In 1918, J. Van Lindley announced plans for the development of his property in west Greensboro, previously leased by an amusement park. He gifted 44 acres along the North Buffalo Creek including floodplains and woodland to the city of Greensboro for use as a park and hired landscape architect Earl Sumner Draper of Charlotte to coordinate boundaries for the park and its subdivision. Draper prepared a master plan with parkland fringed with curvilinear streets and intersected at acute angles. Plans were interrupted by Lindley’s death in 1918.
Named Lindley Park, the subdivision was developed by Charles A. Banks, Jr. and featured nearly 60 acres of park space and 1,406 building lots. Construction was restricted to one residence and outbuilding per lot. All residential structures were to cost at least $7500 and had to obey setbacks of 45 feet from the front property line.
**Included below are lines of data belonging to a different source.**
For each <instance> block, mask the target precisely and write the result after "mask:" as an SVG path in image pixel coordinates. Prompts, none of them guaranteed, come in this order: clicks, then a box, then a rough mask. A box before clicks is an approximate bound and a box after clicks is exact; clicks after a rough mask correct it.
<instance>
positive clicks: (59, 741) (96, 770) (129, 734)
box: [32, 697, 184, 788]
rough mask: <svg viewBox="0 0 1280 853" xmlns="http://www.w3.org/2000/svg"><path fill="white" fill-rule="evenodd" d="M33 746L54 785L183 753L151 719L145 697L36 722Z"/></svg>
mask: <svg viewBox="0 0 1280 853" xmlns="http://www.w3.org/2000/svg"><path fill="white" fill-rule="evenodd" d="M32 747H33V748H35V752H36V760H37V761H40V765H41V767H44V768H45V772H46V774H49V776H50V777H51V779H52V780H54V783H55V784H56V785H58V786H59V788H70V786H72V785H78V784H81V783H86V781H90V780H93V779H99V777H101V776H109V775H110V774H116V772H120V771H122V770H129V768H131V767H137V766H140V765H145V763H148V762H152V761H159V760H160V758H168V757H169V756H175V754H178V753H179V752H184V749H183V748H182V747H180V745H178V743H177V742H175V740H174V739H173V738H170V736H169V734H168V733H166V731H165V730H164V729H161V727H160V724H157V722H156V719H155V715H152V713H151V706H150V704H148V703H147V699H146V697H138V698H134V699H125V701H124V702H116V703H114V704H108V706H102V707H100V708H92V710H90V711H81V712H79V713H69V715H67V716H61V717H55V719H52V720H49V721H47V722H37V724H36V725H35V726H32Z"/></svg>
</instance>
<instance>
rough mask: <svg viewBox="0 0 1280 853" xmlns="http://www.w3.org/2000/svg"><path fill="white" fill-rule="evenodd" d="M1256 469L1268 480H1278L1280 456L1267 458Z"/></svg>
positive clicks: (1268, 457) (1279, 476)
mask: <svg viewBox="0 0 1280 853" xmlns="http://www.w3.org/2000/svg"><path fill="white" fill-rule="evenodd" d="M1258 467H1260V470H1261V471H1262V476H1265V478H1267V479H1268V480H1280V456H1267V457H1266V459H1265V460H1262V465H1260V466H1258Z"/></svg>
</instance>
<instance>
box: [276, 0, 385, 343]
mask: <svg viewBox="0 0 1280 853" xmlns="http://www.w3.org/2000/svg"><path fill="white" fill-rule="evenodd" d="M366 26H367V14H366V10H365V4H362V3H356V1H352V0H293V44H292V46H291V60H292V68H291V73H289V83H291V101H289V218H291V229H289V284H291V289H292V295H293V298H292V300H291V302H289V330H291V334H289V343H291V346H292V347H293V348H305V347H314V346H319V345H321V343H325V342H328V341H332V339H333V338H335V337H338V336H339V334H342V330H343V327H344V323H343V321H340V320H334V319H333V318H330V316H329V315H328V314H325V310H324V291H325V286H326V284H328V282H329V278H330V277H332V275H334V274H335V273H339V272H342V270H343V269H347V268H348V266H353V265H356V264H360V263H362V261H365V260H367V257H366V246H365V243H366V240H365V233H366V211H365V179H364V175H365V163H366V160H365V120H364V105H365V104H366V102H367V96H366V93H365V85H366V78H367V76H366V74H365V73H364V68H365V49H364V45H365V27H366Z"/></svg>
Sales were racially restricted, though exceptions were made for domestic servants and their families. No religious restrictions were placed in the deeds. All such contractual deed restrictions expired on June 1, 1950, but restrictions based on race were ruled unenforceable by the Supreme Court in 1948.
The first residences erected in the Lindley Park plan were along Willowbrook Drive and Lindell Road, overlooking a greensward and stream. The first house, completed in 1924, was the Ethel and Jack Hardin House at 809 South Lindell Road – a blend of Colonial and Craftsman styles reminiscent of the resort cottages built in Pinehurst. The second and third houses include the Craftsman bungalow of Annie and Luther Klutz House at 2612 Sherwood Street and the Dutch Colonial Nancy and Henry Clendenin House at 904 Willowbrook. Another early house within the original Lindley Park plat is the Victoria and Percy Siler House at 902 Willowbrook, completed around 1928. Siler was a brick contractor and enjoyed a brick home with an English theme featuring a clipped gable and façade of irregular symmetry.
The Hardins
John “Jack” Lacy Hardin was born 11 January 1889 in Greensboro. He was remembered as a popular boy in Greensboro, serving as a carrier for local newspapers. He graduated from Greensboro public schools and eventually found a career in finance as a banker before rising to a position with the Pilot Fire Insurance Company and its parent company, McAllister, Vaughn & Scales.
On June 19th, 1914, Miss Ethel Alley married the popular young businessman. Ethel Katherine Alley was born in Gate City, Virginia in 1879. The wedding took place her parents’ Greensboro home on Highland Avenue and was “decorated with by asparagus ferns and daisies” and set to the music of Mendelssohn’s Wedding March. The couple honeymooned at Lake Toxaway and Asheville before settling back to Greensboro. John took a job as bookkeeper with the local supplier of Seidenberg & Company cigars and the couple moved to a modest bungalow at 214 Florence Street in Fisher Park.
In September of 1924, when Hardin took a position listed as “special agent” with the insurance company of McAlister, Vaughn & Scales, he and Ethel purchased the house built at 809 Lindell Rd for $14,000. A newspaper article in the Greensboro Daily News in December 1924 documented that the Hardins were the first family of Lindley Park. “We have completed four new homes so far,” developer Charles A. Banks remarked, “The first home owner in Lindley Park was Jack Hardin, special agent for McAlister, Vaughn and Scales; the second finished residence is occupied by L. E. Klutz, of the same firm, and the third was sold to H. W. Clendenin, local realtor.”
The architecture of the house blends Colonial Revival with the Craftsman style to create a casual and familiar design that seems uniquely suited to the Carolina Piedmont. As one of the thirteen original colonies, North Carolina culture is grounded in the Colonial Period, but progressive ideals in the Piedmont in the early twentieth century brought new ideas to the region, symbolized by the creative and casual Craftsman style.
Examples of this fusion of styles can be found in the resort village of Pinehurst, Raleigh’s Cameron Park neighborhood, the mill town of Badin, and Winston-Salem’s upscale Reynolda House. Colonial Revival details of the Hardin House include an arched front porch stoop, window shutters, and dormer windows. Craftsman appointments include wide overhanging eaves supported by diagonal up-braces and an asymmetrical facade featuring a prominent forward gable. A south-facing porch was trimmed in rustic wood lattice. The architect remains unknown.
Jack went on to become Vice President of the Central Industrial Bank and its successor, the State Industrial Bank. The couple and their two children, Virginia Stewart (1916-2009) and John “Jack” Hardin Rochelle (1923-2011), moved to a new home in Sedgefield around 1928. After elder Jack died in 1930 of pneumonia at the age of 41, Ethel married Talmadge Vernon Rochelle in 1932. Young Jack was adopted by his stepfather and grew well-known in High Point as the president of Globe Furniture Company.